# You know the Ninja Boom is over when......



## Fu_Bag (Aug 20, 2006)

Any reflections on the Ninja Boom of the 1980's?

You know the Ninja Boom is over when...

The phrase "Only a Ninja can kill a Ninja" is replaced in the movies by pesky ninjas being easily killed by just about anyone.

Lee Van Kleef is no longer "The Master"  

It's revealed that the straight bladed ninja-to is no longer used by ninja Grandmasters. 


Anyone else have any fond memories of the Ninja Boom? 
This thread is meant to be used for fun. There should be lots of material out there!


Enjoy!

Fu Bag


----------



## Drac (Aug 20, 2006)

They no longer sell copies of the medallion he wore in the series...


----------



## Jonathan Randall (Aug 20, 2006)

You know the Ninja boom is over when movie and television "ninjas" stop using Tae Kwon Do...


----------



## Drac (Aug 20, 2006)

Ohhh I thought of another...Every martial arts mag does not have a photo of Stephen K. Hayes wearing his black ninja attire while standing in a field of snow


----------



## SFC JeffJ (Aug 20, 2006)

When I can't even remember the plots of the "American Ninja" movies.

Now is that a sign of the ninja boom being over, or a sign of me aging?

Jeff


----------



## Andy Moynihan (Aug 20, 2006)

There were plots???!?!?!?!???


----------



## Kembudo-Kai Kempoka (Aug 20, 2006)

Drac said:
			
		

> Ohhh I thought of another...Every martial arts mag does not have a photo of Stephen K. Hayes wearing his black ninja attire while standing in a field of snow


 
...in broad daylight.


----------



## mrhnau (Aug 21, 2006)

Andy Moynihan said:
			
		

> There were plots???!?!?!?!???



Kill everything that moves. Then kill it again.

Except for good looking females.



seriously though, its been so long, even I'm forgetting the plots (or lack thereof).


----------



## Teppan (Aug 22, 2006)

SAD. No more ninja t-shirts with cool logos on them. I guess that in those days anything you straped the name ninja was an instant sale.
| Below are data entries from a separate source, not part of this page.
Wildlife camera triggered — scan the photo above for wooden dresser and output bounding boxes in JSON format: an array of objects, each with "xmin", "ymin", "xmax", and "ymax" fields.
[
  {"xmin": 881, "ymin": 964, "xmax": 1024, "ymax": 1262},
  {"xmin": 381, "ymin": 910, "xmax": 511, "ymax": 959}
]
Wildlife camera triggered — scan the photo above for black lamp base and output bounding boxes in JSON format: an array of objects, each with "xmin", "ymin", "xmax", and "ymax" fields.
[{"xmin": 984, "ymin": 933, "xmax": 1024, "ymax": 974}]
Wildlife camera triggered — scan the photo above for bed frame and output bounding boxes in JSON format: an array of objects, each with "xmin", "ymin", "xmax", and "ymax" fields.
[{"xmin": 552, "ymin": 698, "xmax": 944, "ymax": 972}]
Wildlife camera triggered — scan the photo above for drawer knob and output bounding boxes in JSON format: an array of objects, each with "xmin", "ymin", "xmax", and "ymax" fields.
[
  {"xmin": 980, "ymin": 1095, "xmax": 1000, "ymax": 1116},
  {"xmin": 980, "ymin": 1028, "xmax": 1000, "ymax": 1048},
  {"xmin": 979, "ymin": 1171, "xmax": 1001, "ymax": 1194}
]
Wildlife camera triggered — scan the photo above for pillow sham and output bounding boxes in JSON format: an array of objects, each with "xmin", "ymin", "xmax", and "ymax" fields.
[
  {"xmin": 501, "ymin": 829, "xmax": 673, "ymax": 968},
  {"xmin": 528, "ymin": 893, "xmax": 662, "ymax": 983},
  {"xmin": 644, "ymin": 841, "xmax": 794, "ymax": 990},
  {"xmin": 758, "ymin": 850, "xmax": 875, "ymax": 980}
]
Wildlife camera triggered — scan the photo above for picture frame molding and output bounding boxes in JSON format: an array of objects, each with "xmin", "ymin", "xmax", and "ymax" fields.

But man do i miss the go old days.


----------



## terryl965 (Aug 22, 2006)

The ninja boom is over when movies don't use the ball that explodes into smoke and they all dis appear.
Terry


----------



## Kreth (Aug 22, 2006)

...when we tolerate lesser martial artists in our forums and don't kill them.



:uhyeah:


----------



## mrhnau (Aug 22, 2006)

Kreth said:
			
		

> ...when we tolerate lesser martial artists in our forums and don't kill them.
> 
> 
> 
> :uhyeah:



Shouldn't that be "don't kill *all* of them?"


----------



## crushing (Aug 22, 2006)

Hmmmm.  Interesting.  Do you think the decline of the Ninja boom has anything to do with what is being discussed in this recent thread?

http://www.martialtalk.com/forum/showpost.php?p=598925&postcount=1


----------



## Bigshadow (Aug 22, 2006)

crushing said:
			
		

> Hmmmm.  Interesting.  Do you think the decline of the Ninja boom has anything to do with what is being discussed in this recent thread?
> 
> http://www.martialtalk.com/forum/showpost.php?p=598925&postcount=1


What?  You don't like pirates?  They are the new ninjas!


----------



## SFC JeffJ (Aug 22, 2006)

I can just see it, next are books, DVDs, and experts on "Secret Pirate Fighting Arts" popping up all over the place.


----------



## Kreth (Aug 22, 2006)

JeffJ said:
			
		

> I can just see it, next are books, DVDs, and experts on "Secret Pirate Fighting Arts" popping up all over the place.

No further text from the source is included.